Lucas Mason-Brown presented on the decoding project’s progress and gave audience members a chance to slog through a translation at a lively JCB Fellows Lunch Talk April 11.
“We’re used to advanced history projects that are supposed to take a very long time to reach maturation,” said JCB Director Ted Widmer by way of introducing the project, which in a few months has reached some significant milestones in solving the 17th century mystery of Roger Williams’ shorthand code.
Though Mason-Brown was able to present on some early breakthroughs — cracking Williams’ code and identifying the source from which much of the shorthand is copied — the audience of about 50 gained an appreciation for the difficulties of translating Williams’ cipher.
One of the obstacles, Mason-Brown explained, is that very different arrangements of symbols can stand for the same word. To illustrate, he presented two configurations that could each be the code for “butter.”
“If things weren’t complicated enough, both of these things are valid codings for the word Beirut,” he added.
Another obstacle is Williams’ penchant for improvising whimsical symbols that do not conform to his standard code. He presented the letter “f” followed by a pictogram of a ship, Williams’ symbol for “friendship,” and a pictogram of a globe with a circle around it, the symbol for “around the world.”
Williams’ inventiveness drew an appreciative laugh from audience members. “He gets kind of punny at times but I don’t really think it’s so funny,” Mason-Brown deadpanned.
To give audience members a taste of the work of translating, Mason-Brown led them through a shorthand passage on the Spaniards copied from Peter Heylin’s Cosmographie in Four Books.

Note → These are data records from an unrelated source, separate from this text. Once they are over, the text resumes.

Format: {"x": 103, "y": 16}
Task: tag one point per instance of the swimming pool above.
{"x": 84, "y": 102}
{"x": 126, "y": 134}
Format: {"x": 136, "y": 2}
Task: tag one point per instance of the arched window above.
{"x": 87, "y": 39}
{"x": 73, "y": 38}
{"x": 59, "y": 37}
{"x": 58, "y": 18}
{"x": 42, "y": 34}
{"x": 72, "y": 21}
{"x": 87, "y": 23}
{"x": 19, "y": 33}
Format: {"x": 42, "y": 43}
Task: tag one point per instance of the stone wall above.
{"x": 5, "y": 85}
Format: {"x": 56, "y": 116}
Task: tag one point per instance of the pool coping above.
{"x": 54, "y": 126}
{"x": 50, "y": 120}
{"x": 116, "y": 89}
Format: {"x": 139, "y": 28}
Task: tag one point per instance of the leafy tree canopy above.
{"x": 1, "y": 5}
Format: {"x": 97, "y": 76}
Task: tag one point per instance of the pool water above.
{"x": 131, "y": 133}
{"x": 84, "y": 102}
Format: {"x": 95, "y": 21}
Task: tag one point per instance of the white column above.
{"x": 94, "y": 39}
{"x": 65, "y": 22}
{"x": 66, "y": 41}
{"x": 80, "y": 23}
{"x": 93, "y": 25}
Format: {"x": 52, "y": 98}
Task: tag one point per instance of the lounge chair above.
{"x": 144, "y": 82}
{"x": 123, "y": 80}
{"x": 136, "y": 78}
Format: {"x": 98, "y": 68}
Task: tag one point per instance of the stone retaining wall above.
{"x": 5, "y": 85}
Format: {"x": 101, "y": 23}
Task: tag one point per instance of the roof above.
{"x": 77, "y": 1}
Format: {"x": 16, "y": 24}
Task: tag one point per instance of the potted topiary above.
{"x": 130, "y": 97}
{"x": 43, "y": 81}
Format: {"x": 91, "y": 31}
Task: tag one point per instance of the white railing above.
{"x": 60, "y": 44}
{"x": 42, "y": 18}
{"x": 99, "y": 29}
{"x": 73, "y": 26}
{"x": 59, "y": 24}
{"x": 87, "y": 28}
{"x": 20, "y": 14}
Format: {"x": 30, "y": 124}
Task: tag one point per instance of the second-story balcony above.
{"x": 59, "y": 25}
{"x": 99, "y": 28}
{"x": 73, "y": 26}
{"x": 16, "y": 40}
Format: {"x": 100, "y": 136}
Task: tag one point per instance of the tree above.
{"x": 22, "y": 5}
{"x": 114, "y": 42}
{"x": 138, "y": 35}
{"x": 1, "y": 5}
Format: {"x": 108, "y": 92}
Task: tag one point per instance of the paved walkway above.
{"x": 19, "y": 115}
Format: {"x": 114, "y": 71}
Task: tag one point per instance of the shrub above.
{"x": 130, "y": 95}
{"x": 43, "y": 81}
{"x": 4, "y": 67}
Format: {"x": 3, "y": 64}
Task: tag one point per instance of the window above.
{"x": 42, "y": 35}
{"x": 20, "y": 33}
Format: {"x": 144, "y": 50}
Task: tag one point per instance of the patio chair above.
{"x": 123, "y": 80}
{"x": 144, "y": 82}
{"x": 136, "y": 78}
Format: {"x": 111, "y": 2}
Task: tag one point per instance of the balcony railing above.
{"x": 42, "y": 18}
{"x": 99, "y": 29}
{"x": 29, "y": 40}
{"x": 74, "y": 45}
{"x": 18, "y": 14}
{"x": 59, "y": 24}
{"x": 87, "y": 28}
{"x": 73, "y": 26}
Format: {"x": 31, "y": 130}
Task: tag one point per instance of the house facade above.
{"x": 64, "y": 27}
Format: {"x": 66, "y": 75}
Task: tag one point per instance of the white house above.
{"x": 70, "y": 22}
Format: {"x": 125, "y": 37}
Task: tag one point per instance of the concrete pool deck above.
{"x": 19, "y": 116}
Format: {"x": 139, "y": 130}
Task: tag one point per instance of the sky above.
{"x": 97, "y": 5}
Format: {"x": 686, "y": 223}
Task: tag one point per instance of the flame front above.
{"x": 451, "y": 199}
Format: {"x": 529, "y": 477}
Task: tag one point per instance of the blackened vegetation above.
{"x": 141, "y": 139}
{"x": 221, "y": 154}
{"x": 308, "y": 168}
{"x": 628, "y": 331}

Though audience members were given keys showing which shorthand symbols correspond to which letters of the alphabet, Mason-Brown had to spot the audience the first two characters. They were non-standard abbreviations Williams devised for the words “from” and “the.”
From there, audience members guessed with varying success at what letter each mark stood for.

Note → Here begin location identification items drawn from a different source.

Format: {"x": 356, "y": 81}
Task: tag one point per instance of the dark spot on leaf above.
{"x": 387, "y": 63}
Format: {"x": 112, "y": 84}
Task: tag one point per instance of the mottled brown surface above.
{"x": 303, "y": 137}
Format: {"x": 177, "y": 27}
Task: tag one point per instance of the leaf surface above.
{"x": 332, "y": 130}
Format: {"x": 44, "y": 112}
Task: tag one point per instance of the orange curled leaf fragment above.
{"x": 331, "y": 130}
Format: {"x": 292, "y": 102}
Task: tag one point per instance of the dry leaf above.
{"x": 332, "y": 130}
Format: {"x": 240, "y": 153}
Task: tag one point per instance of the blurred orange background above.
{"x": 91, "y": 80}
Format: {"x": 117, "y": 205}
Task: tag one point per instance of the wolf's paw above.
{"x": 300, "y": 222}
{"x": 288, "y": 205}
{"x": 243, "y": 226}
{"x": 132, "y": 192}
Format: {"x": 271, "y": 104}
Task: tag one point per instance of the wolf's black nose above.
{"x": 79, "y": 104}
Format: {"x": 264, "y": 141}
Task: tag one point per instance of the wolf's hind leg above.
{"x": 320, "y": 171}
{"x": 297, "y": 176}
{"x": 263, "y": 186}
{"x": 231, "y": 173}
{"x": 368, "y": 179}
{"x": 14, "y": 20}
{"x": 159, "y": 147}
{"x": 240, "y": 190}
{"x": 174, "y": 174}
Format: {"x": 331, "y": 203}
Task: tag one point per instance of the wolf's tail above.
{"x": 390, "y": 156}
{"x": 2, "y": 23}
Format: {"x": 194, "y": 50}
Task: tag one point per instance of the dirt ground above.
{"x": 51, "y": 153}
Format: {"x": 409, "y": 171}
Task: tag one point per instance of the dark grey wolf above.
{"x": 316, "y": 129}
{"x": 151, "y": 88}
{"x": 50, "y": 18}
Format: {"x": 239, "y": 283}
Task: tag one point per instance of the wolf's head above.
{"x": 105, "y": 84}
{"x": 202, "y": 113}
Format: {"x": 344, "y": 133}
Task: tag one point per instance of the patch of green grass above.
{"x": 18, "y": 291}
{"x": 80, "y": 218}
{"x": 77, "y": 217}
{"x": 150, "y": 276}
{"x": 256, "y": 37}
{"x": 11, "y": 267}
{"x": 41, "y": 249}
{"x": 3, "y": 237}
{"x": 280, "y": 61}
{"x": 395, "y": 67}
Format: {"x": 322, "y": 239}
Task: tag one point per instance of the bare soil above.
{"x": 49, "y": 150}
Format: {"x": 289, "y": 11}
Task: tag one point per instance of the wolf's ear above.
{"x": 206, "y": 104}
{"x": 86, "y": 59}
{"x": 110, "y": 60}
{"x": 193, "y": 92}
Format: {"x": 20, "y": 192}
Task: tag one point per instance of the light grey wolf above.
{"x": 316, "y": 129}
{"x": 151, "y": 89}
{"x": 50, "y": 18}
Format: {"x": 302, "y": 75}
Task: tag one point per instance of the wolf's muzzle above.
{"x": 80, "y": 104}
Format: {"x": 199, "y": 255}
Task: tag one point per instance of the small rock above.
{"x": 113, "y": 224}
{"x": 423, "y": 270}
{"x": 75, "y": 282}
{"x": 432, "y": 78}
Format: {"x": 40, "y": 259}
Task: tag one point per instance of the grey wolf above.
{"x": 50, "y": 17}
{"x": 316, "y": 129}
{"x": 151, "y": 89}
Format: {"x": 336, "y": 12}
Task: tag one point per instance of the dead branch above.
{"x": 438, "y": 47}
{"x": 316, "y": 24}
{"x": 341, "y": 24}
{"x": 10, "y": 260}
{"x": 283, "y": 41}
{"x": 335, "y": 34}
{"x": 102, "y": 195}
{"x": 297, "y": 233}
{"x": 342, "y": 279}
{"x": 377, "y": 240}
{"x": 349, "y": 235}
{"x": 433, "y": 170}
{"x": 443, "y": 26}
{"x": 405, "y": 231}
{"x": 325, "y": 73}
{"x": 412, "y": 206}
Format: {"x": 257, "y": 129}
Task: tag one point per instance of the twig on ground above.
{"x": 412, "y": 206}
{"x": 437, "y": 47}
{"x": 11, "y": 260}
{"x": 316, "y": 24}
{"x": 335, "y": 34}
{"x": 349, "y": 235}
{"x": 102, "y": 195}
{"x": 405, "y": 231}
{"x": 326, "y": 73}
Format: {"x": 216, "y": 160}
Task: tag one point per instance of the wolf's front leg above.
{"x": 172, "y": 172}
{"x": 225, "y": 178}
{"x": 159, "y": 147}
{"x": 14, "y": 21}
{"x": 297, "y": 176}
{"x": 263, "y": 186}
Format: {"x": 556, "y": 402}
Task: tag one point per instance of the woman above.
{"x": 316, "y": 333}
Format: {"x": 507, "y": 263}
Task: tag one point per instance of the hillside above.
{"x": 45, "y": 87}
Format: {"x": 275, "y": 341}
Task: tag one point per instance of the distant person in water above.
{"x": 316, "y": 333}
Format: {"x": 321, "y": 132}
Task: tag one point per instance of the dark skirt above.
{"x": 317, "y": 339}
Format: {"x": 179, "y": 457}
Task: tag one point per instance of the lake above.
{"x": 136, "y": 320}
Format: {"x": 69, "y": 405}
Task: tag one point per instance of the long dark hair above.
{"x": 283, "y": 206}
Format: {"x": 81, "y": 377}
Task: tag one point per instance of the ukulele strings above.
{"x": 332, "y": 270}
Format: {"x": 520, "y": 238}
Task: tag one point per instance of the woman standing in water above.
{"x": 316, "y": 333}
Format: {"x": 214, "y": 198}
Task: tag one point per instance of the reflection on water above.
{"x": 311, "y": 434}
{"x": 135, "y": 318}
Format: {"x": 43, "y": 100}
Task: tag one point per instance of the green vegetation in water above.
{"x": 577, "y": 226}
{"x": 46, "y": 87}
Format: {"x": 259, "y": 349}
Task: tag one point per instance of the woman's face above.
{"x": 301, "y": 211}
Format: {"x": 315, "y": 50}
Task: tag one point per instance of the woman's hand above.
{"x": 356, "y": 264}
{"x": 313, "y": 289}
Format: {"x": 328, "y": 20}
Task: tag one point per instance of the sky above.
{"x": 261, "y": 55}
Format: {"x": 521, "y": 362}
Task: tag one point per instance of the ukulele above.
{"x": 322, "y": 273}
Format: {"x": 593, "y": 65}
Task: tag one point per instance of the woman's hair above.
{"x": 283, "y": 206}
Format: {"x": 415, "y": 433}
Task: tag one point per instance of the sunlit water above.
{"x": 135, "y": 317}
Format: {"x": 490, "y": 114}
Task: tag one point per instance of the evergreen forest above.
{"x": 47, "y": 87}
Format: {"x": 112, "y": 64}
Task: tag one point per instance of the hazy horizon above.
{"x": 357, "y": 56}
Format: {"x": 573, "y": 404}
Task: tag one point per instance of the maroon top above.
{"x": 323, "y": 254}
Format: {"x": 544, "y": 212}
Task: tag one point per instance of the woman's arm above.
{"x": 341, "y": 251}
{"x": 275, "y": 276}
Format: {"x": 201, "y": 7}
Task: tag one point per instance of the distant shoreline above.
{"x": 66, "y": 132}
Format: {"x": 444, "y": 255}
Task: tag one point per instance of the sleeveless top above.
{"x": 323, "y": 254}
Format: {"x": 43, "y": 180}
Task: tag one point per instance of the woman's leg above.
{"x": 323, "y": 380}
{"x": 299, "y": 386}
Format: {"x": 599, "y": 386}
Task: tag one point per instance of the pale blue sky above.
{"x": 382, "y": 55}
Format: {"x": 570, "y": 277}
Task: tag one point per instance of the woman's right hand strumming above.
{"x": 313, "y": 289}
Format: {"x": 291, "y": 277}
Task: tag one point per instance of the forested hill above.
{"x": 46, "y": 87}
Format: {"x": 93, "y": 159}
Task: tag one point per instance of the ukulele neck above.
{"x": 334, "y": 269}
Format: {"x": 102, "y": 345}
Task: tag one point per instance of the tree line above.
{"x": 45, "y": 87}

“You kind of have to take my word for it,” said Mason-Brown as he explained that the centuries-old scrawl translated to “From the Jews they borrow superstition; from the Moors Melancholy; Pride from the Goths; and from the old Spaniards, the desire of Liberty.”
Following the presentation came a free-wheeling discussion between Mason-Brown and audience members, including prominent historians Jack Greene and Gordon Wood, about the historical context in which Williams jotted down the code.
The discussion raised the possibilities that Williams wrote the shorthand in Providence Plantations rather than London and that physical examination of the book could yield clues to whether he wrote the shorthand in a setting of material scarcity, providing new leads in this historical detectives’ tale.